Sem dúvida, a escolha de ir estudar em outro país sempre está relacionada a um grande processo de transformação. Essa transformação, ao meu ver, se faz necessária, é uma parte essencial da experiência, senão não é intercâmbio. Um intercâmbio é uma das melhores formas de se percorrer uma estrada alternativa, que vai no caminho oposto ao da sua zona de conforto, representando a oportunidade de se viver algo muito além daquilo que pudemos imaginar um dia, pois nunca sabemos o que encontraremos quando resolvemos desbravar um novo caminho.

Notas

[1] As ruas de Maputo em sua maioria levam os nomes de revolucionários de diversas partes do mundo.

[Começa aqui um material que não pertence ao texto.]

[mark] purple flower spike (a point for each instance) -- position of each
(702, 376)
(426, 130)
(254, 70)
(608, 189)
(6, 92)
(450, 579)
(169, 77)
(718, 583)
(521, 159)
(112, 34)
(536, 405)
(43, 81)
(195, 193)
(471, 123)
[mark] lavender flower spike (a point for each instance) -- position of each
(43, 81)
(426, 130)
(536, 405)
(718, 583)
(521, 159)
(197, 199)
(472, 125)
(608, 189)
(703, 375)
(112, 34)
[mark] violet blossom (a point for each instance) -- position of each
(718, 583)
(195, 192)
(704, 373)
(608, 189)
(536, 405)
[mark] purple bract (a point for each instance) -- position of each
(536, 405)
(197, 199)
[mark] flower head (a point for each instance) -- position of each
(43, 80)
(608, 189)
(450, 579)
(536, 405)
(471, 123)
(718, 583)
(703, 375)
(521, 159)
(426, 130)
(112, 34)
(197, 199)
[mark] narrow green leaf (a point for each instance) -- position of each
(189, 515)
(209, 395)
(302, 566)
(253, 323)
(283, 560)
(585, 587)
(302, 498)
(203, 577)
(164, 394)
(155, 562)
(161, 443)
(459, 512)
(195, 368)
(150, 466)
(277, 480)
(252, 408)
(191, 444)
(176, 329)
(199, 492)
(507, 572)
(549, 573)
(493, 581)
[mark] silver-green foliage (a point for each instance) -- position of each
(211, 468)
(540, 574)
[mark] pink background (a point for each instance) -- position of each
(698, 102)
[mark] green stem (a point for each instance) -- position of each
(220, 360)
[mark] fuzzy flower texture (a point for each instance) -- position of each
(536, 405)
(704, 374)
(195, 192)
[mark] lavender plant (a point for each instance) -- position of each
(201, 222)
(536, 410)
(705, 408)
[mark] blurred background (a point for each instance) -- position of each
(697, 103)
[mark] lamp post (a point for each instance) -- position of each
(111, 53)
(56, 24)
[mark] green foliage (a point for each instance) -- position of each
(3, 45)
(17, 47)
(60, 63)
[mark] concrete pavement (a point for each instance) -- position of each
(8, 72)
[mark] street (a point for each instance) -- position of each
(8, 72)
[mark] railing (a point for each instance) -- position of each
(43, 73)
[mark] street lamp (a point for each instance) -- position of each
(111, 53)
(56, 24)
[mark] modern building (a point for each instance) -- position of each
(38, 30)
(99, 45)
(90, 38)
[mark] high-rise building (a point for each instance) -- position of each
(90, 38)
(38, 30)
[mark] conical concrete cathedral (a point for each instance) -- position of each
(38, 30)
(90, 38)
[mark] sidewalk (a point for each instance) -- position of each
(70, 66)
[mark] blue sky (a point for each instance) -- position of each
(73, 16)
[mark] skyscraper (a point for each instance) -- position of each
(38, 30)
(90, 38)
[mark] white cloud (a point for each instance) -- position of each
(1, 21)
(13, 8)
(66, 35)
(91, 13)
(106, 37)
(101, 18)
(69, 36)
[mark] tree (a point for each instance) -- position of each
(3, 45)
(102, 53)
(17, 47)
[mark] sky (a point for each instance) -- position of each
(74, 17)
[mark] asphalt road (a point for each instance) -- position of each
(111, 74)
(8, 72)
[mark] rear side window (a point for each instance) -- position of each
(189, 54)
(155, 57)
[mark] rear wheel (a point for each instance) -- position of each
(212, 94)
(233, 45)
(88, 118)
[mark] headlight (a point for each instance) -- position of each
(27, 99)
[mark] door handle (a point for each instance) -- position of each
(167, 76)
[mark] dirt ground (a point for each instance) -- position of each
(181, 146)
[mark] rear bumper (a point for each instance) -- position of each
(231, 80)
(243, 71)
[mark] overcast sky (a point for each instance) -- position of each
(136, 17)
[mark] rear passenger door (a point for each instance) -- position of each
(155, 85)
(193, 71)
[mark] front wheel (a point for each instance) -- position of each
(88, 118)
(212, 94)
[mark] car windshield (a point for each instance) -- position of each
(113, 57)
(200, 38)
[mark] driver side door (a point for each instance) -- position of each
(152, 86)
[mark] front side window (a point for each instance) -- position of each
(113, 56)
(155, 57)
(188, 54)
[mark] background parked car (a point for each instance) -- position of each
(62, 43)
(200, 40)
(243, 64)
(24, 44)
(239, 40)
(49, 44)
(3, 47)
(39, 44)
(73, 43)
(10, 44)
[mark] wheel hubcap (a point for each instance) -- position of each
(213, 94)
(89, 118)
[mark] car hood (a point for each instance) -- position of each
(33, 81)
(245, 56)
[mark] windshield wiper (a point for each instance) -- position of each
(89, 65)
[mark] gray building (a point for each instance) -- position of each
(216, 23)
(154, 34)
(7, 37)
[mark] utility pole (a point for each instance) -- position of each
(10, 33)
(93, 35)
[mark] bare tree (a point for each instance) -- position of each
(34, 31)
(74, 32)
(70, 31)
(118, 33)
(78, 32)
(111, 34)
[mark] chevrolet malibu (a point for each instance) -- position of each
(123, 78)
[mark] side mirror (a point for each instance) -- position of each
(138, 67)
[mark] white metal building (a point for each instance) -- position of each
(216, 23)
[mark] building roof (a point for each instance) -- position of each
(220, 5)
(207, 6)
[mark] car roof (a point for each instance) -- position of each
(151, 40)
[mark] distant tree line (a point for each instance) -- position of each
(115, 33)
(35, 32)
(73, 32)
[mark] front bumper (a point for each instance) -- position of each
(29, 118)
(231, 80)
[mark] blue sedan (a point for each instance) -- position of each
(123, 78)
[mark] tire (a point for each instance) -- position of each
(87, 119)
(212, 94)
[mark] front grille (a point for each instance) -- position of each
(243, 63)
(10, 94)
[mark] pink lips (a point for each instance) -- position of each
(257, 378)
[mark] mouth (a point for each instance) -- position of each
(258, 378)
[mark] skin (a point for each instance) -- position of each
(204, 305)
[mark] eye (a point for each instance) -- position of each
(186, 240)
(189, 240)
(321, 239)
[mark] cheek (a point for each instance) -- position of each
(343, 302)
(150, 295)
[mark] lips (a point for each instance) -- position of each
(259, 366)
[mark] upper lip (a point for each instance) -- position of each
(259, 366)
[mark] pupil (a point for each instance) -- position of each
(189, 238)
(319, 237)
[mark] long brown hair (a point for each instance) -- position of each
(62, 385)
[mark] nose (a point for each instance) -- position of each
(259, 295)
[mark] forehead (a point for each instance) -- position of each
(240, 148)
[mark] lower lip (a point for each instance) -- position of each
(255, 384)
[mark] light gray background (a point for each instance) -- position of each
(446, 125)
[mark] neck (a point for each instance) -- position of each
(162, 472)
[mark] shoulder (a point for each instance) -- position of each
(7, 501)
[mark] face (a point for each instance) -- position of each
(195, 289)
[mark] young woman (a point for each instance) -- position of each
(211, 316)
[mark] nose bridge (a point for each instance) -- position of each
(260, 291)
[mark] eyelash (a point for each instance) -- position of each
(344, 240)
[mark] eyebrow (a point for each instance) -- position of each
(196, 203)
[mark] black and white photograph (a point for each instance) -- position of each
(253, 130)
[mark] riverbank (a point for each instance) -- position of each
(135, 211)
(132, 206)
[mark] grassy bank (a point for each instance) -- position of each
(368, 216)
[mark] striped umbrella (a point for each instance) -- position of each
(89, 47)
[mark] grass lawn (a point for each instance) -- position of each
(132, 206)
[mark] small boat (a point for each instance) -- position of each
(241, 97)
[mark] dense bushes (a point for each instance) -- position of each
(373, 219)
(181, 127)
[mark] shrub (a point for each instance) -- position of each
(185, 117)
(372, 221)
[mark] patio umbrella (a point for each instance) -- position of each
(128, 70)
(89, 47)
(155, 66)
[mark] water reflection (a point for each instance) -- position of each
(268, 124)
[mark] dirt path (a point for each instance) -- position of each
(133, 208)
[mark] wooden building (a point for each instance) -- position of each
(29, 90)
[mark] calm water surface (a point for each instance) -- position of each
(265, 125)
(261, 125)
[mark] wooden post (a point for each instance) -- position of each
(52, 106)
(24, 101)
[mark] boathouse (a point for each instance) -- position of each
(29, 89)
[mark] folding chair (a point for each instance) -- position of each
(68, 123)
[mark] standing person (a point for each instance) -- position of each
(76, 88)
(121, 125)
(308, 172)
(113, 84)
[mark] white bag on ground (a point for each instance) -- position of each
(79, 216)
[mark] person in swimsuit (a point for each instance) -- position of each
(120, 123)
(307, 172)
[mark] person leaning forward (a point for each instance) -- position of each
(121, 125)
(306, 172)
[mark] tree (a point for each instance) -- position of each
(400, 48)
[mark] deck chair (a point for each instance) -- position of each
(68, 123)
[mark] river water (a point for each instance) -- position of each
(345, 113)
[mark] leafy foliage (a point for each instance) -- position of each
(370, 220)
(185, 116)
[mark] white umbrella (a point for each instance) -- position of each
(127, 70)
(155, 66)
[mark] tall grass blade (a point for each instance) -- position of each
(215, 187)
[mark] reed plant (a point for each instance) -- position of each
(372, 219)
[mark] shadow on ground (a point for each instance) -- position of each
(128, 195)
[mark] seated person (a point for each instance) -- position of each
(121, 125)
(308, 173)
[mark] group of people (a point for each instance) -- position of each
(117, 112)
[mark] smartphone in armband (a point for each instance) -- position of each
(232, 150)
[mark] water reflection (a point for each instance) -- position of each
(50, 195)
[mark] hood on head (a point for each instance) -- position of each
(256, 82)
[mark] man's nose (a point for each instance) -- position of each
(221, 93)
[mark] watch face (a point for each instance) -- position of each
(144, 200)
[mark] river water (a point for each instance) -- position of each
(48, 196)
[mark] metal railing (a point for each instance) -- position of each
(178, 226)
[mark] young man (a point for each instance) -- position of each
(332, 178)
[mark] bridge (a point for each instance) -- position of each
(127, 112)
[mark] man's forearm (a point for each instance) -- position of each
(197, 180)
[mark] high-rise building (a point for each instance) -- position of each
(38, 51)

[2] Moçambique, mesmo tendo o português como idioma oficial, cultiva 33 línguas ativas em seu território, de acordo com a Cátedra de Português da Universidade Eduardo Mondlane.

Referências

BERNARDINO-COSTA, J. Decolonialidade, Atlântico Negro e intelectuais negros brasileiros: em busca de um diálogo horizontal. Revista Sociedade e Estado, v. 33, n. 1, p. 119-137, 2018.

REIS, M. N.; ANDRADE, M. F. F. O pensamento decolonial: análise, desafios e perspectivas. Revista Espaço Acadêmico, n. 202, p. 1-11, 2018.

ROSEVICS, L. Do pós-colonial à decolonialidade. In: CARVALHO, G; ROSEVICS, L. (orgs.). Diálogos internacionais: reflexões críticas do mundo contemporâneo. Rio de Janeiro: Perse, 2017.